How This Book Is Organized

Although each hack is designed to stand on its own, this book makes extensive use of cross-referencing between hacks. If you find a reference to something you're interested in while reading a particular hack, feel free to skip around and follow it (much as you might while browsing the Web). The book itself is divided into several chapters, organized by subject:

Chapter 1, Unix Host Security

As the old saying goes, Unix was designed to share information, not to protect it. This old saw is no longer true with modern operating systems, where security is an integral component to any server. Many new programs and kernel features have been developed that provide a much higher degree of control over what Unix-like operating systems can do. Chapter 1 demonstrates advanced techniques for hardening your Linux, FreeBSD, or OpenBSD server.

Chapter 2, Windows Host Security

Microsoft Windows is used as a server platform in many organizations. As the Windows platform is a common target for various attacks, administering these systems can be challenging. This chapter covers many important steps that are often overlooked by Windows administrators, including tightening down permissions, auditing all system activity, and eliminating security holes that are present in the default Windows installation.

Chapter 3, Network Security

Regardless of the operating system used by your servers, if your network is connected to the Internet, it uses TCP/IP for communications. Networking protocols can be subverted in a number of powerful and surprising ways, leading to attacks that can range from simple denial of service to unauthorized access with full privileges. This chapter demonstrates some tools and techniques used to attack servers using the network itself, as well as methods for preventing these attacks.

Chapter 4, Logging

Network security administrators live and die by the quality of their logs. If too little information is tracked, intrusions can slip by unnoticed. If too much is logged, attacks can be lost in the deluge of irrelevant information. Chapter 4 shows you how to balance the need for information with the need for brevity by automatically collecting, processing, and protecting your system logs.

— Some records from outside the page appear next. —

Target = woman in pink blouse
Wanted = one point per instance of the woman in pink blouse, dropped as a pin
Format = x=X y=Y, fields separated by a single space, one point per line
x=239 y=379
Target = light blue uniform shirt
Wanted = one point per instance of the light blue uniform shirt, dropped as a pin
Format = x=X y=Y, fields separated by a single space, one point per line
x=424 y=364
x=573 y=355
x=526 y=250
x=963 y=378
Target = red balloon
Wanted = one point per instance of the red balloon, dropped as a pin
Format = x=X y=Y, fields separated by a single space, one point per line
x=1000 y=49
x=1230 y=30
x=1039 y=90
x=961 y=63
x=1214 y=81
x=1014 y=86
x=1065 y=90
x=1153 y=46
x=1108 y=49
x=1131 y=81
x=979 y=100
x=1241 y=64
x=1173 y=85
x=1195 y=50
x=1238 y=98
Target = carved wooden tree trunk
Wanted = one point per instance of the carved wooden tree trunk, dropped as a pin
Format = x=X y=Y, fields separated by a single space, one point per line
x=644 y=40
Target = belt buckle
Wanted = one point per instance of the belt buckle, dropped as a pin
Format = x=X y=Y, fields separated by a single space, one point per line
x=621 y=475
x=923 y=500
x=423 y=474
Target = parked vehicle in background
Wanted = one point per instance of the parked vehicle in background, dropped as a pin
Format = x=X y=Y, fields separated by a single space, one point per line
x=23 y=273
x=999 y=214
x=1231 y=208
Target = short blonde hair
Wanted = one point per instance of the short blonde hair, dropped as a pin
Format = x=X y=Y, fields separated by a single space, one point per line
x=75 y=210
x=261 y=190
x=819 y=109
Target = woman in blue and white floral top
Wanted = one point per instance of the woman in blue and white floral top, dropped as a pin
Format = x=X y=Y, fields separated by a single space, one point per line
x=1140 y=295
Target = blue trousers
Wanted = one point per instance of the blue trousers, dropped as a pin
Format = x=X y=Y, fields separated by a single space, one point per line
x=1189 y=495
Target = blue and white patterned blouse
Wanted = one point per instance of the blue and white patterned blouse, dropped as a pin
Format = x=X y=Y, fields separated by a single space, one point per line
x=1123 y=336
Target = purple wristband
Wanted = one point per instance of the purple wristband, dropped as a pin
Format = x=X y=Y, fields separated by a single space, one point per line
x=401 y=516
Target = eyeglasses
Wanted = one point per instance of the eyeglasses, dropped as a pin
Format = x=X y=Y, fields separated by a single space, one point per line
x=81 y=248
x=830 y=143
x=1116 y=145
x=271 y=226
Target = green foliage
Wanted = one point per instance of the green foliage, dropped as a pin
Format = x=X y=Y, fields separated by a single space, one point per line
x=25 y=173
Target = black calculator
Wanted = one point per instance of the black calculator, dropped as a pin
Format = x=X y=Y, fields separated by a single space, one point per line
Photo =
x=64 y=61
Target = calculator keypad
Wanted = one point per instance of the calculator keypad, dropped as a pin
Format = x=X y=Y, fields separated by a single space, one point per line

Chapter 5, Monitoring and Trending

As useful as system logs and network scans can be, they represent only a single data point of information, relevant only to the instant that the events were recorded. Without a history of activity on your network, you have no way to establish a baseline for what is "normal," nor any real way to determine if something fishy is going on. This chapter presents a number of tools and methods for watching your network and services over time, allowing you to recognize trends that will aid in future planning and enable you to tell at a glance when something just isn't right.

Chapter 6, Secure Tunnels

How is it possible to maintain secure communications over networks as untrustworthy as the Internet? The answer nearly always involves powerful encryption and authentication techniques. Chapter 6 shows you how to implement powerful VPN technologies, including IPSec, PPTP, and OpenVPN. You will also find techniques for protecting services, using SSL, SSH, and other strong encryption tools

Chapter 7, Network Intrusion Detection

How do you know when your network is under attack? While logs and historical statistics can show you if something is out of sorts, there are tools designed to notify you (or otherwise take action) immediately when common attacks are detected. This chapter centers on the tremendously popular NIDS tool Snort and presents many techniques and add-ons that unleash this powerful tool's full potential. Also presented are methods for setting up your own "honeypot" network to attract and confuse would-be system crackers.

Chapter 8, Recovery and Response

Even the most competent and careful network administrator will eventually have to deal with successful security incidents. This chapter contains suggestions on how to verify your system's integrity, preserve evidence for later analysis, and track down the human being at the other end of undesirable network traffic.